Re: [RFT] major libata update

Tejun Heo <htejun@xxxxxxxxx> · Wed, 17 May 2006 00:24:48 +0900

Jeff Garzik wrote:
Ric Wheeler wrote:

Jeff Garzik wrote:

TESTING:
* Although most drivers by count received few operational changes, the
common probe path was updated, so all drivers need fresh "yes, it sees
all my disks" regression testing.

* ahci and sata_sil24 were touched a lot, and so need additional
testing.

* sata_sil and ata_piix also need healthy re-testing of all basic
functionality.


 

I have been running a moderate write workload on this (built using 
linux-2.6.17-rc4 with your patch applied on top).  Last night, I ran 
on a set of clean AHCI based boxes (no bad drives) and got a serious 
of occasional spurious interrupts logged:


May 15 21:24:38 centera kernel: ReiserFS: sdd14: Using r5 hash to sort 
names
May 15 21:52:44 centera kernel: ata1: spurious interrupt (irq_stat 0x8 
active_tag -84148995 sactive 0x800)
May 15 22:00:02 centera run-crons[26837]: logrotate returned 1
May 15 22:16:00 centera kernel: ata1: spurious interrupt (irq_stat 0x8 
active_tag -84148995 sactive 0x4)
May 15 22:29:14 centera kernel: ata1: spurious interrupt (irq_stat 0x8 
active_tag -84148995 sactive 0x7e007fff)
May 15 22:35:04 centera kernel: ata3: spurious interrupt (irq_stat 0x8 
active_tag -84148995 sactive 0x4fffffff)

Full messages file and lspci below, but note that this hardware has 
been running ahci with this config in production for over a year now.
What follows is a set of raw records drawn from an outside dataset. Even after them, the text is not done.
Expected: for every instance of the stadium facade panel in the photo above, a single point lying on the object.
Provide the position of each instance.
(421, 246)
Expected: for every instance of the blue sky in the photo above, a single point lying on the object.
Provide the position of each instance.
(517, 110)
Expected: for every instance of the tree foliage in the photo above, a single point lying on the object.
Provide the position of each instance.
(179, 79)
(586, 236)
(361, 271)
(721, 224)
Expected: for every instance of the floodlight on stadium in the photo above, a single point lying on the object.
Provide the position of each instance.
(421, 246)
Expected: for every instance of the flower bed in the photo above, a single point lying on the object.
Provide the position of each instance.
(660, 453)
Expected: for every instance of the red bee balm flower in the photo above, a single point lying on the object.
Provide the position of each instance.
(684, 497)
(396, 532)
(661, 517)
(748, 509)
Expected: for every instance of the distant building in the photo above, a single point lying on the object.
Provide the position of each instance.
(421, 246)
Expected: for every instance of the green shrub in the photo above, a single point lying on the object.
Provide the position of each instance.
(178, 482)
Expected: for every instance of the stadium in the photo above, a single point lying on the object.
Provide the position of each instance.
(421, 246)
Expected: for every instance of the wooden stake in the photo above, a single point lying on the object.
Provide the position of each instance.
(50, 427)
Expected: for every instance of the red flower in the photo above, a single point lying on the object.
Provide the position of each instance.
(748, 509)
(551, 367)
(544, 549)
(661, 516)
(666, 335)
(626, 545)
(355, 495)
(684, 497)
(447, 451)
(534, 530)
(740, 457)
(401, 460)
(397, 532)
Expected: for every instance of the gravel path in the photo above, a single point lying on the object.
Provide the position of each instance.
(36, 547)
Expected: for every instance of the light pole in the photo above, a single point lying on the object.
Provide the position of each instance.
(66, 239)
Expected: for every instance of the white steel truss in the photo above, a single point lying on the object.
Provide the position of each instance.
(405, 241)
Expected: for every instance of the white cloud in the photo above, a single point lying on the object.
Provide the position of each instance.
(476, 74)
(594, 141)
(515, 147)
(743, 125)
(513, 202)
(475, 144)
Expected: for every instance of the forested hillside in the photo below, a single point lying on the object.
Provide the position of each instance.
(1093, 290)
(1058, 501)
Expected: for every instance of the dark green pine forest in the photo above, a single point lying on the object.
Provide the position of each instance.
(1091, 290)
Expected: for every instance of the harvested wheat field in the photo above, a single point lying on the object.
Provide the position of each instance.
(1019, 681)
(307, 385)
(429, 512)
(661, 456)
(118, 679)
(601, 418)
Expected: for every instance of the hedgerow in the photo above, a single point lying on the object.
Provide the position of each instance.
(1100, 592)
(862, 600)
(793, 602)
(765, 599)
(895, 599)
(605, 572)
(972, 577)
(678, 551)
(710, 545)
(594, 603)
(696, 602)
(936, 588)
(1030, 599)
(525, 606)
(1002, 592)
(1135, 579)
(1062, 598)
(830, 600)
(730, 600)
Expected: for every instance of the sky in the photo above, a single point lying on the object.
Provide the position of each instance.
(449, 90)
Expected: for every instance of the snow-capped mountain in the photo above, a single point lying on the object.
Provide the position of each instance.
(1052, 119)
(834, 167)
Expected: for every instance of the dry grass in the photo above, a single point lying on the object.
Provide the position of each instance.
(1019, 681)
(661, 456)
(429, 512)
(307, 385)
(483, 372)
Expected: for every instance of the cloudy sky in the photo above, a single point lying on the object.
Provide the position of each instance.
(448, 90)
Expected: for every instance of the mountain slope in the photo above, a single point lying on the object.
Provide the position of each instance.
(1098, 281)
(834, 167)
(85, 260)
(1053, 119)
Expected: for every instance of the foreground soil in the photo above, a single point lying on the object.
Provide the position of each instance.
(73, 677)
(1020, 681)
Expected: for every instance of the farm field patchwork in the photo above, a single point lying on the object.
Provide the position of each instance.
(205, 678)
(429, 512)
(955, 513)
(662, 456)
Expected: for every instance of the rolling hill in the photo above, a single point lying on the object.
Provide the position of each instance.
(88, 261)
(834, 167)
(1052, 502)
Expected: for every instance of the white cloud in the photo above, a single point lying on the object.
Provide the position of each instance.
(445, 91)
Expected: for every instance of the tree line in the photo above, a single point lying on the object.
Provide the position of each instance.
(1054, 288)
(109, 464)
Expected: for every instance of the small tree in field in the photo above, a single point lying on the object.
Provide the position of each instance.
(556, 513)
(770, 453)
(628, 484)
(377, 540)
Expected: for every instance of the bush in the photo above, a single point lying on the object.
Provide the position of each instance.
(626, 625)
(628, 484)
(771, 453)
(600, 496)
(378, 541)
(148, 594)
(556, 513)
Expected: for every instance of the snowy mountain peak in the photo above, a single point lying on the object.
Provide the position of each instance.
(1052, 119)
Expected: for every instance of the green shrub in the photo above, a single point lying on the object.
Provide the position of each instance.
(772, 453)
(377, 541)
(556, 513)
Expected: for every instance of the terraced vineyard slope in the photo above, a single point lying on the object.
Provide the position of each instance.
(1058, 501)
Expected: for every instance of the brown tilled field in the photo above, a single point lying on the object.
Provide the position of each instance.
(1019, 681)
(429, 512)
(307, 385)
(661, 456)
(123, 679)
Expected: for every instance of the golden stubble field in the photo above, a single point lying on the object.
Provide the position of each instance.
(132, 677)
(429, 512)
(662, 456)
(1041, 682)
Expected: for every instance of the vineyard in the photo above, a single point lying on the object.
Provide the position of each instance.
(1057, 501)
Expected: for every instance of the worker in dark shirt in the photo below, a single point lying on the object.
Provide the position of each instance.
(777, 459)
Definitely new behavior.  In each case you have irq_stat == 0x8, which 
indicates a Set Device Bits FIS has been received.
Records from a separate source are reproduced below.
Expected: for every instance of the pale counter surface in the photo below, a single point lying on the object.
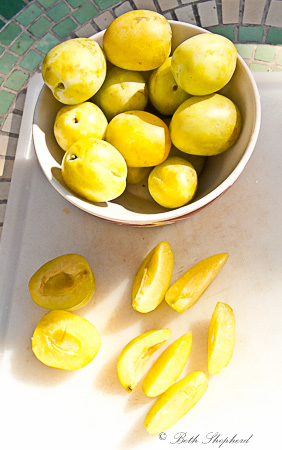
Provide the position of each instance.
(89, 409)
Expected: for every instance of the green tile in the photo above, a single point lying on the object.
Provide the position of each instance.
(46, 43)
(226, 31)
(85, 13)
(22, 44)
(16, 80)
(279, 58)
(8, 9)
(6, 99)
(29, 15)
(274, 36)
(58, 11)
(76, 3)
(245, 50)
(31, 61)
(40, 26)
(65, 27)
(9, 33)
(265, 53)
(103, 4)
(7, 62)
(250, 34)
(46, 3)
(258, 67)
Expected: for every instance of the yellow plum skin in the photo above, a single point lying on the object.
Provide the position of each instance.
(74, 70)
(168, 366)
(138, 40)
(66, 282)
(197, 161)
(221, 338)
(204, 63)
(136, 175)
(95, 170)
(164, 93)
(74, 122)
(187, 290)
(122, 90)
(206, 125)
(66, 341)
(175, 402)
(173, 183)
(141, 137)
(135, 355)
(152, 279)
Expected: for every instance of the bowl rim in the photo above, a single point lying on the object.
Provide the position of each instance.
(172, 215)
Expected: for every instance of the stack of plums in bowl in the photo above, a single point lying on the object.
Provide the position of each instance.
(146, 122)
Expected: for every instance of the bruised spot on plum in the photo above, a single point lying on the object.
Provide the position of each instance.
(60, 86)
(138, 19)
(72, 157)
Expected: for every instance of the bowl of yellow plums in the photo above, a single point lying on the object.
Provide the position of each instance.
(146, 122)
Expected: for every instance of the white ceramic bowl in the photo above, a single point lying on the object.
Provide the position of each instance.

Yeap, new behavior.  Though, one thing to note is that the original 
ahci_host_intr() never bothered to report spurious interrupt.  It always 
returned 1 telling ahci_interrupt() that the interrupt is handled.  But 
as this is SDB instead of D2H, my guess is that the drive is sending 
spurious NCQ completions with no new command completed.

Hmm.. Can you try the attached patch and report what the kernel says?
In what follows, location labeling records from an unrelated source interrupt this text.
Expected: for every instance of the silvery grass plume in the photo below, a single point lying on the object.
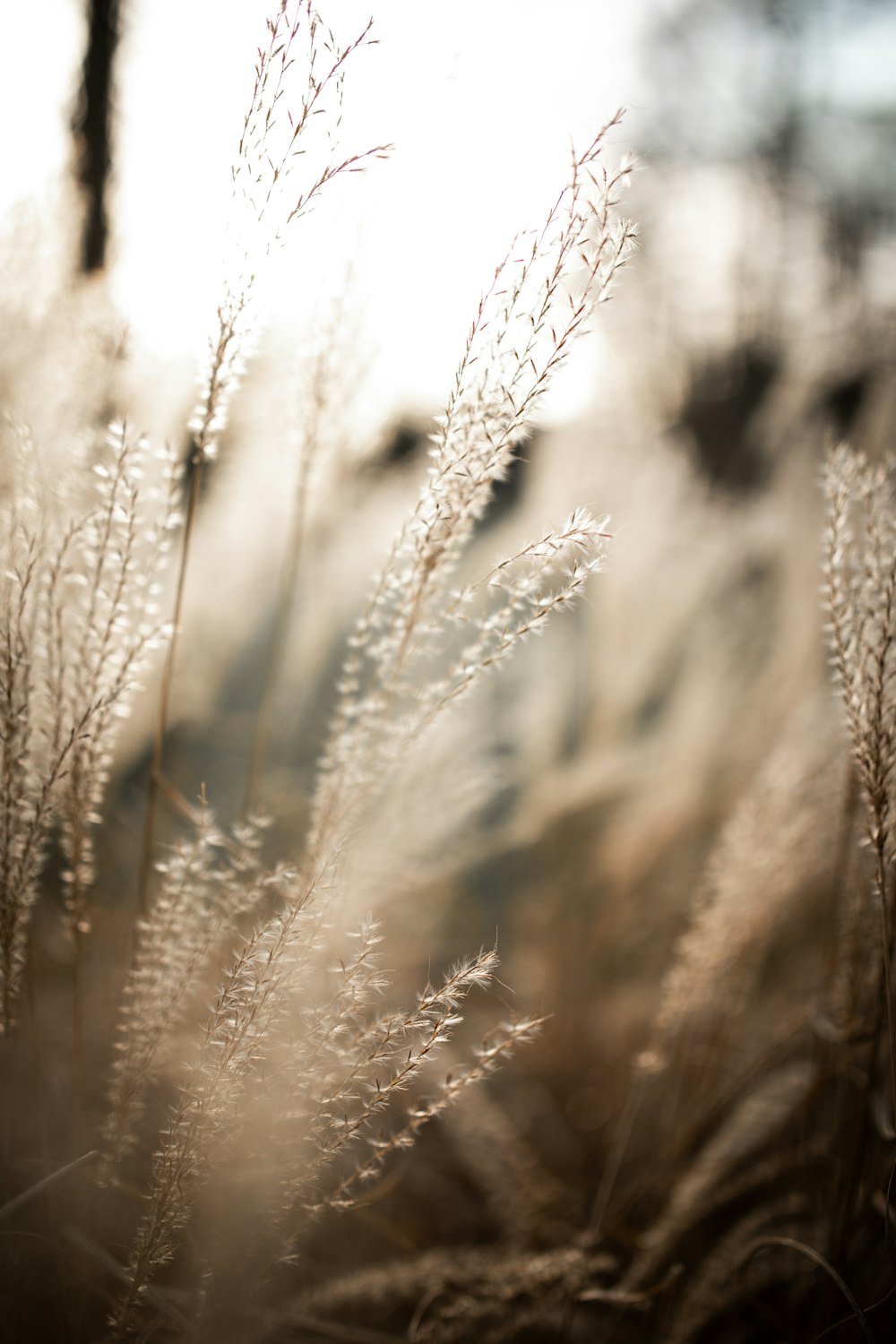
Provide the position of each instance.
(860, 594)
(276, 1062)
(80, 618)
(290, 124)
(538, 301)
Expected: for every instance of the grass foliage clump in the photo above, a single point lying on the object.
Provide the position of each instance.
(217, 1058)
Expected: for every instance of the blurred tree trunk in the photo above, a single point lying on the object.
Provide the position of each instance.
(93, 126)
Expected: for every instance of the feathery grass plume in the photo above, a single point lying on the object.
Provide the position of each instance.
(102, 621)
(860, 591)
(767, 855)
(536, 306)
(209, 882)
(77, 629)
(274, 142)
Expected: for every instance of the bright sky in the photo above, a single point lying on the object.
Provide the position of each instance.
(479, 99)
The message reminds me of several things...

* can we make tags int and use -1 for invalid tag?  ATA_TAG_POISON looks 
horrible when printed.

* it would be nice to have some framework to determine whether the 
controller is receiving too many consecutive spurious interrupts.  Say, 
32 irqs in a row without intervening valid interrupts is a good reason 
to be suspicious about stuck IRQ.  Freezing & resetting will resolve the 
situation in most cases.

* With NCQ, some drives generate spurious D2H FISes with I bit set as if 
it were executing non-NCQ commands.  So, regardless of controller, we're 
likely to see similar problems (but sil24 does all the protocol handling 
and ignores such FISes by itself).  This can be combined with the above 
freeze on too many spurious, I guess.

--
tejun

diff --git a/drivers/scsi/ahci.c b/drivers/scsi/ahci.c
index 45fd71d..506f0df 100644
--- a/drivers/scsi/ahci.c
+++ b/drivers/scsi/ahci.c
@@ -916,10 +916,19 @@ static void ahci_host_intr(struct ata_po
 			return;
 	}
 
-	if (ata_ratelimit())
+	if (ata_ratelimit()) {
 		ata_port_printk(ap, KERN_INFO, "spurious interrupt "
 				"(irq_stat 0x%x active_tag %d sactive 0x%x)\n",
 				status, ap->active_tag, ap->sactive);
+		if (status & PORT_IRQ_SDB_FIS) {
+			struct ahci_port_priv *pp = ap->private_data;
+			u32 *sdb_fis = pp->rx_fis + 0x58;
+
+			ata_port_printk(ap, KERN_INFO, "spurious SDB FIS "
+				"%08x:%08x ap->qc_active=%08x qc_active=%08x\n",
+				sdb_fis[0], sdb_fis[1], ap->qc_active, qc_active);
+		}
+	}
 }
 
 static void ahci_irq_clear(struct ata_port *ap)